Палата дохнула сонным теплом… Люба лежала в темноте, хотелось чаю. Горячего с молоком и сахаром. И кусок хлеба с маслом – кус-нуть! И запить. Пересохло во рту. На месте живота, казалось, яма. До самого позвоночника. Тело всё ноет, ломит…
…Сына принесли на третьи сутки. Она, измученная горем разлуки, думала, что уж не принесут никогда. Как он-то пережил это время? Где и был, чем кормили?
Он вцепился в нестерпимо нагрубшую грудь, как собачонка, и сосал, глядя широко открытыми, огромными глазами, тёмно-серыми, чудными. Чистенький, бело-розовый, туго запелёнатый, на головке – косынка…
Засыпая, смежил веки. Люба уложила его на подушку, легла рядом, стараясь не думать, что скоро – опять заберут. В палате было полно мам с младенцами, но Любе казалось, что никого рядом нет. Никого нет в мире, кроме них с сыном. Вокруг – невидимая капсула, замыкающая железную кровать, батарею, завешанную одеялом, окно, за которым сгущается мартовский вечер… Ощущение полного покоя, дома, защищённости и блаженства царили в её сердце.
Первое Пашино лето было полным гроз, стрекоз и одуванчиков. Люба раскидывала на верёвки разноцветные пелёнки, и ветер принимался играть ими. Пашка безмятежно спал в коляске. Солнечные пятна, пробравшись сквозь листву, прыгали по одеяльцу. Гул машин, голоса, скрип и бабаханье калитки не будили его. Младенцы крепко спят, а он к тому же почти ничего не слышал.
Таким в памяти Любы и осталось это лето: тёплым и разноцветным, как хлопающее на ветру детское бельё.

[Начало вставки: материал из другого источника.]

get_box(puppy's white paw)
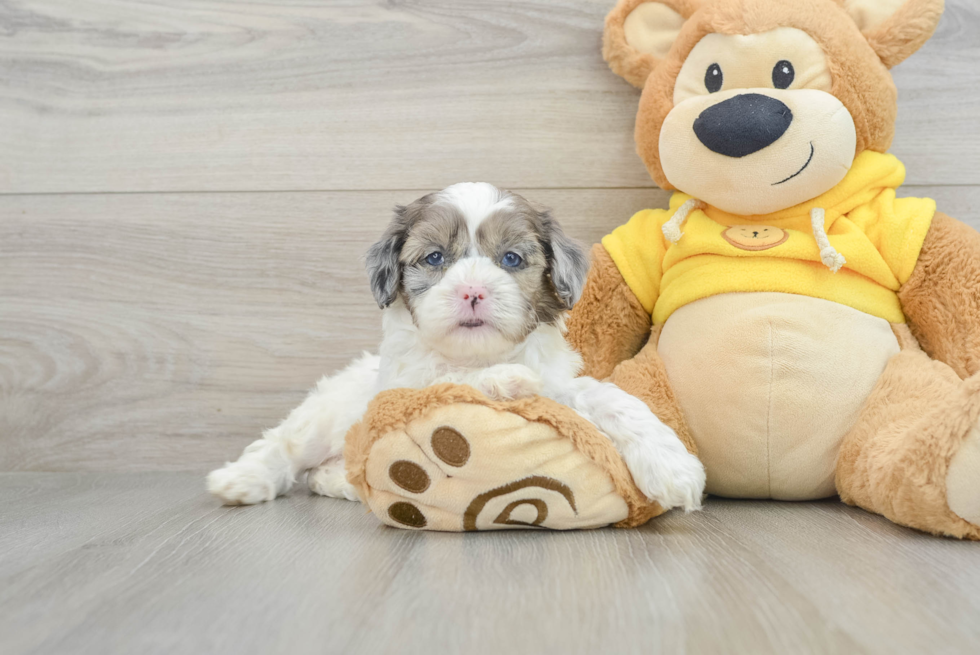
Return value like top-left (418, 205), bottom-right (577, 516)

Был и Пашин отец в этих воспоминаниях. Всегда где-то на заднем плане, размытым пятном. Вечно в своих делах, разъездах, он проходил мимо таких грандиозных событий, как первый Пашин серебряный смех, уморительные рожицы, первое «Бу!», когда увидел рыжую корову за окном…
Люба старалась не только запоминать всё, что появлялось нового в их с сыном мире, но и записывать в толстой клеенчатой тетради.
«Паше – два месяца. Лежит, пыхтит и мяукает. Наговаривает: А-ай! Ы-ыы! Просится на руки».
«Смотрит во все глаза, широко раскрыв ротик. Так и улыбается, с открытым ртом. Радуется как! Машет ручонками, ножками двигает!».
«Четыре месяца. Научился смеяться! Переворачивается сам, но без особого желания. Очень любит погремушки. Смешно поёт-гудит. Мокрый – мурчит жалобно-жалобно. Если голодный, не кричит, а плачет горючими слезами…».
«Были на обследовании. Врачи говорят, что операцию можно провести через несколько лет. А пока побольше с ним разговаривать, слух есть, внутренние центры в порядке, а звук идёт по кости. Я не могу понять – как по кости? Он же слышит, когда я с ним разговариваю, только ротишко открывает, и смотрит внимательно-внимательно».
«Восемь месяцев. Научился стоять в кроватке. Подолгу стоит, а потом – бух – садится в подушку…».
«Два года и три месяца. Пашкин словарь. Хахар – сахар, хеб – хлеб, гость – гвоздь, пал, бух – упал, вавака – собака, луза – лужа, мококо – молоко, татана – сметана, топ-топ – ботинки, бабаха – рубаха, даданья – до свидания… И ещё всякая всячина…».